Emerging trends in market microstructure

By: The WFE Focus Team Dec 2016

Stefano Alderighi, Senior Economist – Researcher, WFE takes us through the important trends to emerge from a recent market microstructure conference.

The market ‘Microstructure Conference – Confronting Viewpoints’ (which took place in Paris from 6-9 December 2016) is a bi-annual event aimed at setting the frontier of the research debate on market microstructure topics. It mostly hosts academic presentations, although it welcomes the active participation of practitioners and private sector researchers.

The 2016 conference had a truly interdisciplinary character.
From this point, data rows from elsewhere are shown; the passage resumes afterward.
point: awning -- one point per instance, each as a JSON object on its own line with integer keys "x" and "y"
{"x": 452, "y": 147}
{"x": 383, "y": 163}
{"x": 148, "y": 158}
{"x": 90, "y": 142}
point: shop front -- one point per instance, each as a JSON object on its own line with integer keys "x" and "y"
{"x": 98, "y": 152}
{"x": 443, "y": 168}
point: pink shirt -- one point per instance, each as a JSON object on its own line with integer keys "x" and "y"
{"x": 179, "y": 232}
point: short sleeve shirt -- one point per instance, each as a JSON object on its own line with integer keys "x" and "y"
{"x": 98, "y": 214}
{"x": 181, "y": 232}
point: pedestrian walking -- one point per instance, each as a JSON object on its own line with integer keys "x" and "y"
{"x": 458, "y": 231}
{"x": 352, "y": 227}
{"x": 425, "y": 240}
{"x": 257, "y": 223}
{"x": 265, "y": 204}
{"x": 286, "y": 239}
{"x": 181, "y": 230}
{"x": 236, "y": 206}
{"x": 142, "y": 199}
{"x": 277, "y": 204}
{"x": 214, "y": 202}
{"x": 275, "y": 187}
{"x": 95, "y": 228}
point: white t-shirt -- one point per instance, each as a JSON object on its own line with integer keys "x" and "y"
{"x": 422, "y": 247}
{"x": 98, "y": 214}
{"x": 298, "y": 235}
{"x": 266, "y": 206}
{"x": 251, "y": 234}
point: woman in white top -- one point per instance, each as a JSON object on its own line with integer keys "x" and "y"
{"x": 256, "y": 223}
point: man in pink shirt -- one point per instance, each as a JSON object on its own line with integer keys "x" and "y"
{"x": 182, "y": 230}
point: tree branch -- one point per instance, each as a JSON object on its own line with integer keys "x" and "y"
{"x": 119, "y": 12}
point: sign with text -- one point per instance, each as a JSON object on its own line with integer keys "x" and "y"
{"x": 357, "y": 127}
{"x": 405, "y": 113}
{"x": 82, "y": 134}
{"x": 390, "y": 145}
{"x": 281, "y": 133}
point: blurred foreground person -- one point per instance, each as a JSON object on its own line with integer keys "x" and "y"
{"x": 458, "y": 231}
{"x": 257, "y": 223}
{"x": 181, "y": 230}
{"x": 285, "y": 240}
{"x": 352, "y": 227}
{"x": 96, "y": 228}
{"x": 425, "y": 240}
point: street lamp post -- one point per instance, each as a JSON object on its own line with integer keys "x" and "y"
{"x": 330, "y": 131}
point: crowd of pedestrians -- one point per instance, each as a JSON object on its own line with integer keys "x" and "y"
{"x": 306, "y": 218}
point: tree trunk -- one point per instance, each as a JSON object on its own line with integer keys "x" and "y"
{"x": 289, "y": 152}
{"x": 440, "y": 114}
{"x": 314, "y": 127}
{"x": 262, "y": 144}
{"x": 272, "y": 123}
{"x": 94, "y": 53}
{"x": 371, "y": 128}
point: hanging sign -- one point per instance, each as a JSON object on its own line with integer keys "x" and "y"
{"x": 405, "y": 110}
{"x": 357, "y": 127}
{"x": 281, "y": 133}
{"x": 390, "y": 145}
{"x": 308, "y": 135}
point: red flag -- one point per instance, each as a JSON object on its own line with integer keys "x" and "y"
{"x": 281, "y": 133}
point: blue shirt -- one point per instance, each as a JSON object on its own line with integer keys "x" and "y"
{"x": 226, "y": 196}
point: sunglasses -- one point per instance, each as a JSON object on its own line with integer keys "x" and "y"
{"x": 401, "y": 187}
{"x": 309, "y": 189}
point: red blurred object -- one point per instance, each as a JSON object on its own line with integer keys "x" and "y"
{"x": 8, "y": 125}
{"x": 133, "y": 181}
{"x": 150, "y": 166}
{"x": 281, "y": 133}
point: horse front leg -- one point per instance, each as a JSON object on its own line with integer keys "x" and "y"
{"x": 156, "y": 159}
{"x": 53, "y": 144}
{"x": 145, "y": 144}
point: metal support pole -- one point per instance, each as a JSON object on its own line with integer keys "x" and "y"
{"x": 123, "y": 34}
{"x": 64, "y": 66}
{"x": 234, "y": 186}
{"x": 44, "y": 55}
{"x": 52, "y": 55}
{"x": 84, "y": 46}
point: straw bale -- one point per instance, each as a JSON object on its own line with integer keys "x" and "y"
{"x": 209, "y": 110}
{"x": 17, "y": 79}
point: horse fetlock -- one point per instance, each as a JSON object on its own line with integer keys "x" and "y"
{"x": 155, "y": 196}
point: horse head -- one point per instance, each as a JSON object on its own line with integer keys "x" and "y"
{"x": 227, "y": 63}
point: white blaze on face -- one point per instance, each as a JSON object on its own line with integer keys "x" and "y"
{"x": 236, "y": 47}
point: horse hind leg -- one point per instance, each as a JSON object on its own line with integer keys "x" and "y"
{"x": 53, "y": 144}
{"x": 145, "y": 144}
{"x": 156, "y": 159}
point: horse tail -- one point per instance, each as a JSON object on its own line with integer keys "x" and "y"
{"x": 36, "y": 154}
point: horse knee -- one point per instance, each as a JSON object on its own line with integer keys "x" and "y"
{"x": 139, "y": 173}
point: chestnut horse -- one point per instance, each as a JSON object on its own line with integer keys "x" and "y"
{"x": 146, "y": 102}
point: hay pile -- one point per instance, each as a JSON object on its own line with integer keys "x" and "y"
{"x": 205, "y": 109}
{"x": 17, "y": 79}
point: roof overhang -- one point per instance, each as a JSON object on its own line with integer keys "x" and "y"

Academic contributions were both theoretical and applied, and spanned many different fields: from financial economics to applied mathematics; from pure finance, to applied physics, presentations covered the whole universe of the current debate on market microstructure.

One focus of interest was the impact of high-frequency trading (HFT) on order placing and market behaviour. Professor Ryan Riordan (Queen’s University) provided evidence that in case of extreme price movements, high-frequency traders behave as liquidity suppliers and contribute to market stability, as opposed to the prevalent opinion. Professor Pamela Moulton (Cornell University) showed that HFT contributes towards reducing price inefficiencies after earnings announcements in typically low-attention moments (such as Friday afternoons).

Several contributions drew from physics to explain market behaviour. Professor Anna Obizhaeva (University of Maryland) and Doctor Felix Patzelt (Capital Fund Management) both applied physics principles to explain market microstructure. It is not by chance that several scholars presenting at the conference had a background in physics or applied mathematics, such as Professor Fabrizio Lillo (Scuola Normale Superiore di Pisa), whose research is focused (among other things) on the mathematical modelling of limit order books.

More ‘orthodox’ contributions in finance and financial economics weren’t lacking either. The presentation from Professor Brian Weller (Duke University) was remarkable; he has developed a novel, real-time measure of extreme event risk that allows the forecasting of extreme price movements with more advanced, higher precision than already existing measures (such as realised volatility). Fixed-income products and bond markets also proved to be an area of increasing interest. Professor Olivier Gueant(Paris 1), for example, proposed a novel theoretical framework to model the behaviour of dealers and clients in the corporate bond market.

On the first day, the conference featured a two-hour poster presentation session, that gave the opportunity to (generally) younger researchers to present their research in a more friendly and relaxed environment. The topics mirrored those of the contributed sessions: mathematical modelling of limit order books, and the effect of HFT on market behaviour were the most popular ones. Fields were again diverse: papers in applied mathematics were presented shoulder-to-shoulder to contributions in behavioural finance.

The conference also hosted two roundtables focused on broad topics (‘Foreseeing new fixed income markets’ and ‘Are buy-side the new liquidity providers?’) that saw the participation of practitioners and academics, and sketched the roadmap for future research- and profession-related questions.

To conclude, the conference successfully managed to provide a complete picture of the most relevant topics in market microstructure research. It combined diverse fields, and yet depicted a cohesive portrait of the current state of the art. Although mostly academic, it proved to be of great interest for practitioners in the private sector, and was even more research oriented and evidence driven than in the past.